Un modèle européen de régulation des problèmes de drogue émerge donc, même s'il subsiste d'importantes différences. Ce modèle se distingue très nettement de celui qui peut être mis en oeuvre aux Etats-Unis, où la réduction des risques, dans beaucoup de ses principes, n'est pas acceptée. En ce qui concerne l'incarcération des usagers, un chercheur estime que le quadruplement de la population carcérale entre 1975 et 1995 aux Etats-Unis s'explique par l'incarcération d'usagers simples qui, jusque là, n'étaient pas emprisonnés.

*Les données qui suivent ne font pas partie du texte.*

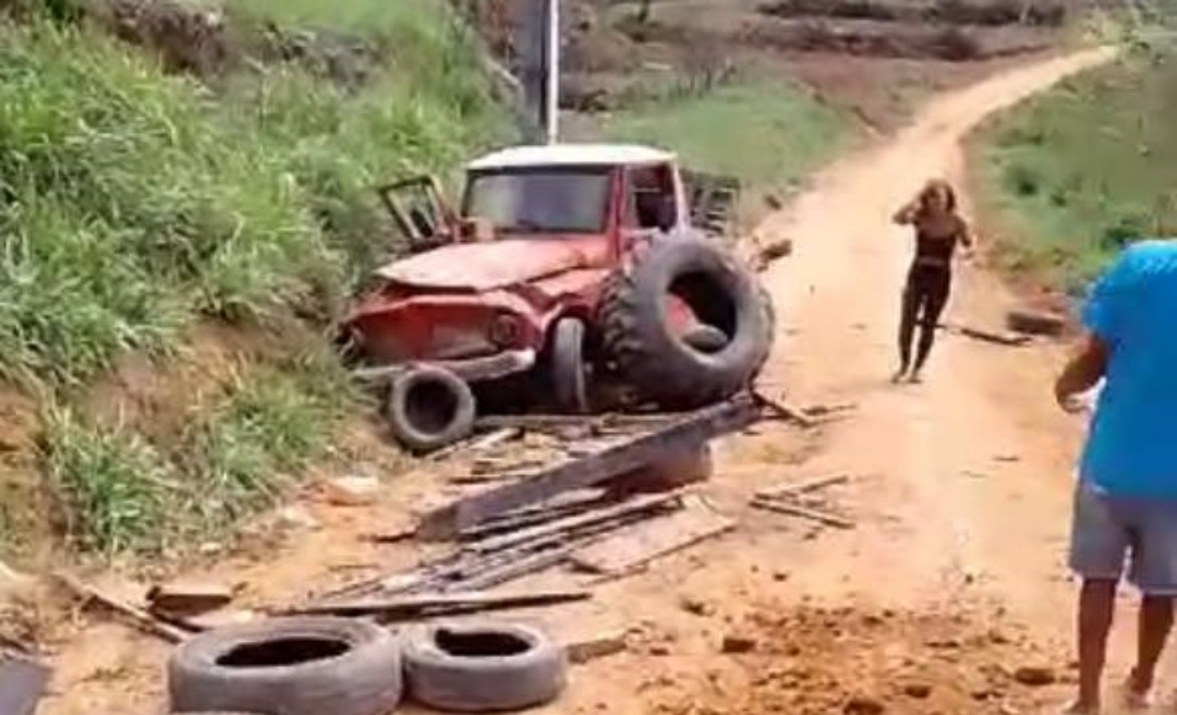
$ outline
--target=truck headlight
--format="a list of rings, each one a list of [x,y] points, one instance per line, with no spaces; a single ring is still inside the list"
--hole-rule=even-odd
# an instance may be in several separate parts
[[[511,313],[498,313],[491,319],[490,338],[499,347],[511,347],[519,340],[519,318]]]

Je ne partage pas votre diagnostic qui consiste à dire que la politique française en matière de toxicomanie est essentiellement une politique de réduction des risques ; il existe aussi, de mon point de vue, un dispositif curatif. Un certain nombre de structures continuent de proposer des cures d'abstinence et fournissent une voie de sortie légitime pour un certain nombre de toxicomanes qui en font la demande. Ce dispositif historique n'a pas disparu avec le lancement de la campagne de réduction des risques en France, que l'on peut dater d'une circulaire du ministère de la santé de 1995 et du premier programme lancé par Simone Veil. Il a cependant toujours été relativement faible. Jusqu'à qu'il soit récupéré par la Sécurité sociale, il était financé sur le budget de l'Etat ; les financements arrivaient en cours d'année et les associations ne savaient jamais de combien elles allaient disposer. La loi de santé publique de 2004 a quelque peu stabilisé la situation. Les chiffres épidémiologiques d'évolution des consommations de drogues en France laissent penser que ce dispositif pourrait connaître des développements supplémentaires.